We experience our environment through different sensors that deliver large amounts of visual, acoustic, and other sensory data. Humans as well as computer systems that aim at extracting knowledge from sensory data and/or communicating with a human user or a second computer system need some kind of symbolic representation. The visual sensory data that is available for a computer system is constituted by digital images and the task of assigning symbolic knowledge to them is called object recognition.
Due to the significance of the object recognition task in computer science there exist many approaches and implementations addressing this problem area. Thereby the general procedure is calculating features and groups from the data and matching them to some kind of represented object knowledge for assigning labels. Existing implementations can be roughly distinguished by their processing strategy following either the data driven or the conceptually driven approach. Furtheron, many different knowledge representation schemes exist. For example, knowledge about objects is either concerned with examples or with categories, or objects are either described based on their appearance or based on geometric or functional features. Within the variety of approaches, each individual provides special strengths and weaknesses leading to the conclusion that the integration of complement approaches is promising.
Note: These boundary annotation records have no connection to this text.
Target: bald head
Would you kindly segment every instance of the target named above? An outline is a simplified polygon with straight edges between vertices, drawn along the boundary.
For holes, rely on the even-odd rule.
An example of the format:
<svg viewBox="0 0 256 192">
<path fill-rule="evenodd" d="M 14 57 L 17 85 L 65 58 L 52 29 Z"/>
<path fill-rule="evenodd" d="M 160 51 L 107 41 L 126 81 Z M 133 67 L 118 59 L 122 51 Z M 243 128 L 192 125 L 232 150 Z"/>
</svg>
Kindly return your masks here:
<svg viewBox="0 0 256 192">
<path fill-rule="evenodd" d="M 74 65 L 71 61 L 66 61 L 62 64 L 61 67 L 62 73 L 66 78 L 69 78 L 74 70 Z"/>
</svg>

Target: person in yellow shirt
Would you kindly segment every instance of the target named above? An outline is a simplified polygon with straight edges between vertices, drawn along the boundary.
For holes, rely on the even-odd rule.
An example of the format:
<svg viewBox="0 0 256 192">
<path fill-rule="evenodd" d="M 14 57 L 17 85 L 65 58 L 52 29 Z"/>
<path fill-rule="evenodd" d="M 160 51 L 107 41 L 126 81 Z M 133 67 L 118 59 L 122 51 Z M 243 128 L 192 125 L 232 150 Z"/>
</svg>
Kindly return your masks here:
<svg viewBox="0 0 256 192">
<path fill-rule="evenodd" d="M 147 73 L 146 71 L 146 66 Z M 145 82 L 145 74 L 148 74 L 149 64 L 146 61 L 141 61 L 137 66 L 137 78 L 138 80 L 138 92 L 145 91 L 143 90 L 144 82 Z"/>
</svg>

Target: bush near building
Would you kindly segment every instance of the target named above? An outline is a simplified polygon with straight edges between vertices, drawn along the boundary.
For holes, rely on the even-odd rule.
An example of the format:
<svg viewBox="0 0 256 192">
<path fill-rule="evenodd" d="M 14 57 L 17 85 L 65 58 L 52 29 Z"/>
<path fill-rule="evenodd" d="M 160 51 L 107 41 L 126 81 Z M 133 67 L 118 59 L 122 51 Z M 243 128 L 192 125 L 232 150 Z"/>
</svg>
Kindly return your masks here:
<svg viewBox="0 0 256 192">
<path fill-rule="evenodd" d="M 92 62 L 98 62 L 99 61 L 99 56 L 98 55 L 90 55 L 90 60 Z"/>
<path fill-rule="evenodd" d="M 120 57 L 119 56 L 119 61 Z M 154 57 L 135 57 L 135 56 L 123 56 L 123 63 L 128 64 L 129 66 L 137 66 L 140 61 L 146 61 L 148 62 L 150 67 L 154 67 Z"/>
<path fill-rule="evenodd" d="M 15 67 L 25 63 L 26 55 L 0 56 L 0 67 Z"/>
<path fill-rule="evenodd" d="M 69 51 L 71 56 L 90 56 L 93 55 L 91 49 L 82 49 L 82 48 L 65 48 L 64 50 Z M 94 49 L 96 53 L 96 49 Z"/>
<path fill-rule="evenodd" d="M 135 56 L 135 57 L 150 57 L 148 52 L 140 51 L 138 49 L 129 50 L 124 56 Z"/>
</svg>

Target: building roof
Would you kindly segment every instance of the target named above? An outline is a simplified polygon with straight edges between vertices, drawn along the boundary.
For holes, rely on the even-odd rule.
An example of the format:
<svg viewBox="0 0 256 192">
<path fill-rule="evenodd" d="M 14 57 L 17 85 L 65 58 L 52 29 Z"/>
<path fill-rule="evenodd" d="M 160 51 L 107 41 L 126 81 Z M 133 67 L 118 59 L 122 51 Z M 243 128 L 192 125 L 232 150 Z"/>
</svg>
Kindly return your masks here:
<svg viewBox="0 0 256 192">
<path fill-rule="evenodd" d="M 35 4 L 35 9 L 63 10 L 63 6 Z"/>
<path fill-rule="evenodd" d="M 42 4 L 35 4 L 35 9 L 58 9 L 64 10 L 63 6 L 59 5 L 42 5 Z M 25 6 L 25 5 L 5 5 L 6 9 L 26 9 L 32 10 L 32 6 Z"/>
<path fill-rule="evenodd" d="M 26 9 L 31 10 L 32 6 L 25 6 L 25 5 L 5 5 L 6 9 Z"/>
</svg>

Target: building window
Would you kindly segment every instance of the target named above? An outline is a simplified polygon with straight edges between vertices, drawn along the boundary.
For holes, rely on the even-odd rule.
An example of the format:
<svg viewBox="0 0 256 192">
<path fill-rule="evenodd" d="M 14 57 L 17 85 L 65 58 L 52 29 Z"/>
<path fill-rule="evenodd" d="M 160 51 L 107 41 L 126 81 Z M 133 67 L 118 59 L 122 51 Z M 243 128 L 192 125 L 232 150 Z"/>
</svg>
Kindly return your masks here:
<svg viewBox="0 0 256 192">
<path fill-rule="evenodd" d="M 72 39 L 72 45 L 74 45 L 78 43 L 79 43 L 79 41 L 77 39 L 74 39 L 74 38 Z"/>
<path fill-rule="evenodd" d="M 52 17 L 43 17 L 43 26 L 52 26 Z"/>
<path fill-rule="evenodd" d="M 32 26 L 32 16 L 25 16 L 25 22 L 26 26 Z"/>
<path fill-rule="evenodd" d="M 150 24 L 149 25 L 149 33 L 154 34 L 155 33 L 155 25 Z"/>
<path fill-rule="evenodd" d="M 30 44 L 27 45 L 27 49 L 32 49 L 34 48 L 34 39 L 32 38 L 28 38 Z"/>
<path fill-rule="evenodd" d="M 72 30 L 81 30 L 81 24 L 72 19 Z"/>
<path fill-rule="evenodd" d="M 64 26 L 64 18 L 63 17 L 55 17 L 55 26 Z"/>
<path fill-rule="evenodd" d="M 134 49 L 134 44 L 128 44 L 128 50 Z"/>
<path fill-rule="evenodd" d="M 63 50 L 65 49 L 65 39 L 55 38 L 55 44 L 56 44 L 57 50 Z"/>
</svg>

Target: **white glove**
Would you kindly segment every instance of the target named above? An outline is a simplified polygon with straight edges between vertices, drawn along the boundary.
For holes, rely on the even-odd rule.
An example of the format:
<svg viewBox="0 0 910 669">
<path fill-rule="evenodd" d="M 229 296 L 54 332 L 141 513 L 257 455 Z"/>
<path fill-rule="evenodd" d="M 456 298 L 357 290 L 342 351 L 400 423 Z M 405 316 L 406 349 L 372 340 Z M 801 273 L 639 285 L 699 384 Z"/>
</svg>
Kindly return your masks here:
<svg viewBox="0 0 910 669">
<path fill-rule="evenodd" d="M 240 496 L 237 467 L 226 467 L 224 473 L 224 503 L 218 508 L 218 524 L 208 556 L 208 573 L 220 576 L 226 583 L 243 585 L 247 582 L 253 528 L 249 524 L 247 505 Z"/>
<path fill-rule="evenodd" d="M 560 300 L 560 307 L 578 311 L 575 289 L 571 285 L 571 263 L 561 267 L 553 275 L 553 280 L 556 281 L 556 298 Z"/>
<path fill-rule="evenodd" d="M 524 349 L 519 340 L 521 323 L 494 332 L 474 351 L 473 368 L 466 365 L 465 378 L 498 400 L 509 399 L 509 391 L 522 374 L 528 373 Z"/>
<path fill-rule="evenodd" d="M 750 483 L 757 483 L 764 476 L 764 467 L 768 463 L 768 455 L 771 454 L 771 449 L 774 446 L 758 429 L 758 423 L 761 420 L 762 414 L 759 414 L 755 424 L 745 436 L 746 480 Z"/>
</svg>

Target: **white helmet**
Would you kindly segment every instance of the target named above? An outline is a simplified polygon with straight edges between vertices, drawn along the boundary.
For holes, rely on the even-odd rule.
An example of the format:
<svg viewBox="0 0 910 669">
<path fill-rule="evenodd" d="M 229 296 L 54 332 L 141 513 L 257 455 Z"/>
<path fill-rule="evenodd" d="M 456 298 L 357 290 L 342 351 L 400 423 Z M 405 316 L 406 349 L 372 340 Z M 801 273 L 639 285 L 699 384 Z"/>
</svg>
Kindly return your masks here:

In this thesis I propose a general framework for equitably integrating available complementary object segmentation and recognition strategies based on either image data or higherlevel knowledge. Central part of the framework is the integration module that realizes a representation scheme for flexibly storing available segment and object label information and an interpretation process generating object hypotheses based on the represented data. The available information is structured by classifying spatial relations between segments and assigning object label information. The representation scheme is open for belated extension of the data basis with additional information originating from long running processes or higherlevel knowledge. The interpretation process selects probable object regions and label hypotheses from the amount of uncertain and partly contradictory information. The applied strategy is selecting probable object regions based on spatial relations to other segments and probabilistically integrated object label information. For avoiding premature decisions in the presence of uncertain and perhaps incompletely available information the interpretation process generates competing hypotheses that serve for integrating additional higherlevel knowledge conserving the same representation and interpretation mechanisms. For finally ranking competing results for further processing a flexible evaluation scheme supports the application of one or more general and task specific evaluation methods.
Based on the general integrating framework I realized application systems addressing two different object recognition tasks. The analysis of the two systems shows the flexibility of the integrating framework as well as the improvements achieved by the integrated system.
The proposed integrating framework offers the feasibility of efficiently realizing integrated systems for a given object recognition task based on available modules.